Pour ce qui est de la question « est-ce que j’ai fait le bon choix de programme? », il faut se rappeler qu’il existe différentes options de professions, de domaines et de profils dans un même programme. Si jamais l’emploi que vous avez présentement ne vous convient pas, il y a certaines questions que vous pouvez vous poser avant de vous réorienter totalement. Tout d’abord, qu’existe-t-il comme opportunités dans le même domaine qui me satisferaient davantage? Ensuite, est-ce qu’il y a une autre entreprise qui correspond mieux à ce que je cherche? Finalement, quelles actions puis-je poser pour transformer mon milieu de stage afin qu’il me corresponde davantage?

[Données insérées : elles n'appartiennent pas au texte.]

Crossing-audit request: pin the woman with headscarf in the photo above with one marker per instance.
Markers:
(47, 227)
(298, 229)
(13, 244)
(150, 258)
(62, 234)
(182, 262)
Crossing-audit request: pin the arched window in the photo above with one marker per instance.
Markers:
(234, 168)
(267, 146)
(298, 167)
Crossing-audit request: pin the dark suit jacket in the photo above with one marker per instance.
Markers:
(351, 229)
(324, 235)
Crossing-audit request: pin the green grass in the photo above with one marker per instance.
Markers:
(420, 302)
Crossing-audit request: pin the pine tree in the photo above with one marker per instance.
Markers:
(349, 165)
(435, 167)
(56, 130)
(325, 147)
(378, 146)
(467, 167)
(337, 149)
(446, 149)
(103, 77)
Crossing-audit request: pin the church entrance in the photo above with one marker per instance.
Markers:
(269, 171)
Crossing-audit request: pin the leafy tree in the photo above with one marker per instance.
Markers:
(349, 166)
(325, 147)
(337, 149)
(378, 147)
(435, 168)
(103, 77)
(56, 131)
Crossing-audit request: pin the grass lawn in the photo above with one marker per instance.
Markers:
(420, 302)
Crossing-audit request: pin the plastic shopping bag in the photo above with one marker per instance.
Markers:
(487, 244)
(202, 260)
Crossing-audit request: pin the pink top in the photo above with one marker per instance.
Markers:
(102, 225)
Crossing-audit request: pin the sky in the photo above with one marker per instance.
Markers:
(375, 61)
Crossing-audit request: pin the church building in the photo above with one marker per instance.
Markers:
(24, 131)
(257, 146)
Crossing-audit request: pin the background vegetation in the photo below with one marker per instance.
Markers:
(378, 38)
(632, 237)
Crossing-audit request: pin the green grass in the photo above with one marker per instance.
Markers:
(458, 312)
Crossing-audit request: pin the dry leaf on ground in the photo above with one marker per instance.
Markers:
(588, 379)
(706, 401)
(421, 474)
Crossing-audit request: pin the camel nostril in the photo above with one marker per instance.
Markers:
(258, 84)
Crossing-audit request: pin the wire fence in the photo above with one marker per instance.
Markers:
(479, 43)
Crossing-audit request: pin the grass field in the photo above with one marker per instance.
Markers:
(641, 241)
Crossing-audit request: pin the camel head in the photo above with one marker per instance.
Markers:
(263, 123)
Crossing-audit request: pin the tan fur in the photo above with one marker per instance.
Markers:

Peut-être que ce sont simplement les tâches de votre emploi actuel qui rejoignent moins ce qui vous passionne, et non pas le domaine en tant que tel. C’est important de trouver son emploi stimulant, et d’avoir des tâches qui vont nous permettre de se développer professionnellement.

Outre les tâches, quels sont les critères importants qu’il faut considérer lorsqu’on veut départager deux offres d’emploi intéressantes?

Il faut premièrement voir si les valeurs de l’entreprise nous correspondent. Chaque personne recherche quelque chose de différent, selon ses besoins : les conditions de travail, le respect de l’environnement, la possibilité de faire du télétravail, l’octroi de congés, etc. Aussi, il est important d’avoir une connaissance de l’équipe de travail et de se demander si les personnes avec qui nous allons travailler vont nous permettre de cheminer dans notre développement professionnel et personnel. Il est aussi important d’avoir la possibilité d’être en contact avec des mentors et d’avoir accès à de la formation continue.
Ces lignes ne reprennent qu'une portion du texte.